Home NouvellesLes frappes aériennes et les tirs tuent au moins 38 personnes à Gaza alors que les appels au cessez-le-feu se développent

Les frappes aériennes et les tirs tuent au moins 38 personnes à Gaza alors que les appels au cessez-le-feu se développent

by Nicolas Lefèvre

Les frappes israéliennes se sont intensifiées sur Gaza ce samedi, faisant au moins 38 morts selon les autorités sanitaires locales, tandis que la pression internationale pour un cessez-le-feu grandit. Le Premier ministre israélien, Benjamin Netanyahu, a réaffirmé sa détermination à poursuivre l’offensive lors d’une allocution devant l’Assemblée générale des Nations Unies, malgré un isolement diplomatique croissant pour Israël.

Au cours des dernières heures, des bombardements ont frappé des habitations dans le centre et le nord de la bande de Gaza. Neuf membres d’une même famille ont été tués dans une maison du camp de réfugiés de Nuseirat, selon le personnel de l’hôpital Al-Awda où les corps ont été transportés. D’autres frappes ont visé le quartier de Tufah à Gaza City, détruisant un immeuble et causant la mort d’au moins 11 personnes, dont plus de la moitié identifiées par l’hôpital Al-Ahly. Quatre autres victimes ont été recensées dans le camp de réfugiés de Shati, suite à une frappe aérienne sur leur domicile, selon l’hôpital Shifa.

Ces attaques interviennent après la prise de parole de Netanyahu devant l’Assemblée générale de l’ONU, où il a déclaré que son pays « doit achever le travail » contre le Hamas. Son discours, destiné autant à l’opinion publique israélienne qu’à la communauté internationale, a été marqué par le départ massif de plusieurs délégations nationales pendant son intervention.

Par ailleurs, six Palestiniens ont perdu la vie suite à des tirs israéliens alors qu’ils cherchaient de l’aide dans le sud et le centre de Gaza, ont indiqué les hôpitaux Nasser et Al Awda. L’armée israélienne n’a pas immédiatement commenté ces incidents.

La situation humanitaire à Gaza est catastrophique. Les hôpitaux et les centres de santé de Gaza City sont au bord de l’effondrement, avec des pénuries critiques de médicaments, d’équipement, de nourriture et de carburant. Deux cliniques ont été détruites par des frappes aériennes, deux hôpitaux ont dû fermer leurs portes et les autres fonctionnent avec des effectifs réduits, ne pouvant assurer les soins nécessaires aux patients, y compris les nouveau-nés en incubateur.
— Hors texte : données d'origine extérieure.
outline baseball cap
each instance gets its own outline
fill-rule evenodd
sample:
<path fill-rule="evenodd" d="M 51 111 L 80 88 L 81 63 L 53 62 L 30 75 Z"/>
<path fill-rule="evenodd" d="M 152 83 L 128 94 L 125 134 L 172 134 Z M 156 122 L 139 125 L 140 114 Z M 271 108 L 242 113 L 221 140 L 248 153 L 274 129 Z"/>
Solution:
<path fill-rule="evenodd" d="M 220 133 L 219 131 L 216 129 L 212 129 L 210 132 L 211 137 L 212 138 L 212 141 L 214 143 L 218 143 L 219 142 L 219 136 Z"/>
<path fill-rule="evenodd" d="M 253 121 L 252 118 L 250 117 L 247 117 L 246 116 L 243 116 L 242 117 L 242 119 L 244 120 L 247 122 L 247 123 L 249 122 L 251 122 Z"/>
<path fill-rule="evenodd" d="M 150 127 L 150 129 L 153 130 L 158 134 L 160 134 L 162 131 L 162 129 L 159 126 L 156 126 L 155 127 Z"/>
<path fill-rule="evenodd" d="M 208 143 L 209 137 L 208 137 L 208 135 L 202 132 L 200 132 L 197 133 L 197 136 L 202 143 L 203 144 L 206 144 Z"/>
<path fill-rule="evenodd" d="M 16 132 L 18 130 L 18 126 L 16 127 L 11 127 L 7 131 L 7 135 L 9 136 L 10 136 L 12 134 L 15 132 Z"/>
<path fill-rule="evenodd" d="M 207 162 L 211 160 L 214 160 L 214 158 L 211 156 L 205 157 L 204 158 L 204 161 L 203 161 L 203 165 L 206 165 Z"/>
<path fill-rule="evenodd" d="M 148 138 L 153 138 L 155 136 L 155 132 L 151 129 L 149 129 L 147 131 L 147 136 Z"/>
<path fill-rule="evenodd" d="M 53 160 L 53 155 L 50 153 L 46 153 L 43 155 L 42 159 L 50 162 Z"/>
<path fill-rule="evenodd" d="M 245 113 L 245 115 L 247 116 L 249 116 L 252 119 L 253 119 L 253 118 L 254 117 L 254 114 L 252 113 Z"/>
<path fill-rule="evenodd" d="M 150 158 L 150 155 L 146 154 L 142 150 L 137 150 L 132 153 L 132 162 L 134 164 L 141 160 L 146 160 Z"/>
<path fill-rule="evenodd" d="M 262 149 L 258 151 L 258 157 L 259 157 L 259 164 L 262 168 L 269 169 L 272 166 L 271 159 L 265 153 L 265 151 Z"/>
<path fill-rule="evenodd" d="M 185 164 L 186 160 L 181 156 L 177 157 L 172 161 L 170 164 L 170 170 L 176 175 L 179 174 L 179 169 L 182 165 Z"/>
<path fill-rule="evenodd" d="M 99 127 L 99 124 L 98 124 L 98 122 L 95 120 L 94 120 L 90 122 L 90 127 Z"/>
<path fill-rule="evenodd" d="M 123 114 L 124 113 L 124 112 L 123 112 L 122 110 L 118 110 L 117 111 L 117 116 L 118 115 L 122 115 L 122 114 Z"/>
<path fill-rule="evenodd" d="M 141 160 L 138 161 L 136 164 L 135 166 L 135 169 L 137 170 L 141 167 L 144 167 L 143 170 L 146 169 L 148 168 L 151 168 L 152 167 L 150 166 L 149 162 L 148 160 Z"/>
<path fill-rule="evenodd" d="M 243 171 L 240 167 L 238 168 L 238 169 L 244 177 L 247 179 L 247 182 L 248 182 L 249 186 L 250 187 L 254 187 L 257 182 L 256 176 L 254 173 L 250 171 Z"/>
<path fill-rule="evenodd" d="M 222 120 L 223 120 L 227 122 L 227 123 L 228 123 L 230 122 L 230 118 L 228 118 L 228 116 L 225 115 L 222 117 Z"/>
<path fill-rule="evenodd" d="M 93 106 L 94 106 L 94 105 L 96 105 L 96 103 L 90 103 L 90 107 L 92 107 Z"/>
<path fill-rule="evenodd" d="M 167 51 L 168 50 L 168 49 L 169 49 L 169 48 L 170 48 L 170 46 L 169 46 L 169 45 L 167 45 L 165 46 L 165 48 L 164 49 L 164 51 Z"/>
L’organisation humanitaire Médecins sans frontières a annoncé la suspension de ses activités à Gaza City en raison de l’intensification des combats et de la proximité des forces israéliennes avec ses installations. De plus, l’acheminement de l’aide humanitaire est entravé, Israël ayant interrompu les livraisons via le passage nord de Gaza depuis le 12 septembre et refusant de plus en plus les demandes de l’ONU de transférer des fournitures du sud vers le nord.

Depuis le début de l’offensive, plus de 65 000 Palestiniens ont été tués et plus de 167 000 blessés, selon le ministère de la Santé de Gaza. Bien que le ministère ne distingue pas entre civils et combattants, il précise que les femmes et les enfants représentent environ la moitié des victimes. Ces chiffres sont considérés comme les plus fiables disponibles en temps de guerre par les agences des Nations Unies et de nombreux experts indépendants.

Le conflit a été déclenché le 7 octobre 2023 par une attaque du Hamas contre Israël, qui a fait environ 1 200 morts et entraîné la prise de 251 otages. Quarante-huit captifs restent à Gaza, dont environ 20 sont présumés vivants par Israël, après la libération d’autres otages lors de trêves ou d’accords.

La pression s’intensifie également sur les États-Unis pour qu’ils incitent Israël à un cessez-le-feu. Le président Donald Trump a déclaré vendredi qu’il pensait que les États-Unis étaient sur le point de parvenir à un accord pour réduire les combats à Gaza, permettant de « récupérer les otages » et de « mettre fin à la guerre ». Une rencontre entre Trump et Netanyahu est prévue lundi, et Trump a annoncé sur les réseaux sociaux des « discussions très inspirées et productives » et des « négociations intenses » avec les pays de la région.

En parallèle, un nombre croissant de pays reconnaissent l’État palestinien, une démarche que rejette fermement Israël.